Mario Giannelli

No. 64
- Position: Guard

Personal information
- Born: December 24, 1920 Everett, Massachusetts, U.S.
- Died: July 2, 2003 (aged 82) Chelsea, Massachusetts, U.S.
- Listed height: 6 ft 0 in (1.83 m)
- Listed weight: 265 lb (120 kg)

Career information
- High school: Everett
- College: Boston College
- NFL draft: 1945: 20th round, 201st overall pick

Career history
- Philadelphia Eagles (1948–1951);

Awards and highlights
- 2× NFL champion (1948, 1949); College All-Star Game (1948); Boston College Varsity Club Athletic Hall of Fame (1991);

Career NFL statistics
- Games played: 44
- Games started: 12
- Fumble recoveries: 2
- Stats at Pro Football Reference

= Mario Giannelli =

American football player (1920–2003)

Mario M. Giannelli (December 24, 1920 - July 2, 2003), nicknamed "Yo-Yo", was an American professional football player who was a guard in the National Football League (NFL). He played for the Philadelphia Eagles for four seasons from 1948–1951. He was selected by the Boston Yanks in the twentieth round of the 1945 NFL draft, but did not play for them. He played college football for the Boston College Eagles.

==College career==
Giannelli played college football for the Boston College Eagles in 1942, 1946 and 1947. In 1942, he played on the team that made it to the 1943 Orange Bowl. Giannelli's college career was broken up by World War II, and he fought in the Battle of Okinawa in 1945. While in the Army, he was a champion boxer. He returned to football in 1946, and in 1948 he was selected to the College All-Star Game.

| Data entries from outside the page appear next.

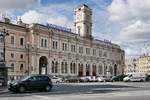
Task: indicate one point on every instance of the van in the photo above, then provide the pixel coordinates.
(135, 77)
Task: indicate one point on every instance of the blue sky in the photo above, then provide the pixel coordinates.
(125, 22)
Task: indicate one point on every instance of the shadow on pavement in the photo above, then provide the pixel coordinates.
(66, 89)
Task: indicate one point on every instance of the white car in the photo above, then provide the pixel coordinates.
(56, 79)
(136, 76)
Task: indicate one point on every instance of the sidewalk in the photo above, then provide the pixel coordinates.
(3, 90)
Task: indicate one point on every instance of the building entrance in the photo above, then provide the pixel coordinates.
(43, 65)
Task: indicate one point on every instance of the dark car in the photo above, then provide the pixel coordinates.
(117, 78)
(32, 82)
(71, 79)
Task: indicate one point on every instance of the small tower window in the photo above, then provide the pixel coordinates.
(87, 29)
(79, 29)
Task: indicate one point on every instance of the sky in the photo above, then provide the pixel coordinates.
(124, 22)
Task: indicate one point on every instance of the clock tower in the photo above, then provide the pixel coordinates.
(83, 21)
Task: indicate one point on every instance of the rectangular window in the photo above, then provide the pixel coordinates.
(12, 55)
(100, 53)
(80, 49)
(55, 44)
(12, 40)
(42, 41)
(94, 52)
(73, 48)
(64, 46)
(21, 41)
(21, 56)
(88, 51)
(45, 43)
(1, 40)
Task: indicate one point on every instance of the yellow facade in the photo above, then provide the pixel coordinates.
(143, 64)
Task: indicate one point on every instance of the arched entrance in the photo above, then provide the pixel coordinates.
(80, 72)
(115, 70)
(94, 70)
(43, 65)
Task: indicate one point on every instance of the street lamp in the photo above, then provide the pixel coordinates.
(4, 33)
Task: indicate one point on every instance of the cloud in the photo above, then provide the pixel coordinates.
(34, 16)
(133, 19)
(14, 4)
(137, 31)
(125, 10)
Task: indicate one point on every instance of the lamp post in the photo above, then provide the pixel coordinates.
(5, 33)
(28, 58)
(4, 71)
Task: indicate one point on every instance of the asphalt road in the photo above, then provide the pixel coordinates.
(88, 91)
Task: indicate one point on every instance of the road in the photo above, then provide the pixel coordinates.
(88, 91)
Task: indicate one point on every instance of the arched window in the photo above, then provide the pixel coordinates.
(12, 67)
(62, 67)
(100, 69)
(71, 67)
(79, 29)
(53, 67)
(65, 67)
(87, 69)
(56, 67)
(21, 67)
(74, 68)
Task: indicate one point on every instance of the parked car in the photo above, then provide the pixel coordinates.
(32, 82)
(71, 79)
(83, 79)
(56, 79)
(101, 79)
(135, 76)
(147, 77)
(1, 81)
(118, 78)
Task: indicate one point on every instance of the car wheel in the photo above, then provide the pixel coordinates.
(47, 88)
(21, 89)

Gianelli was inducted into the Boston College Varsity Club Athletic Hall of Fame in 1991.

==Professional career==
Giannelli was drafted by the Boston Yanks in the twentieth round (201st overall) of the 1945 NFL draft, but did not play for them. He signed with the Philadelphia Eagles in 1948, and played in the 1948 and 1949 NFL Championship Games. He was re-signed on June 30, 1951, but was traded to the Green Bay Packers on April 25, 1952, in exchange for guard Buddy Burris. He retired from football on July 29, 1952, and returned to his hometown of Everett, Massachusetts.

==Death==
Giannelli died on July 2, 2003, in Chelsea, Massachusetts, at the age of 82.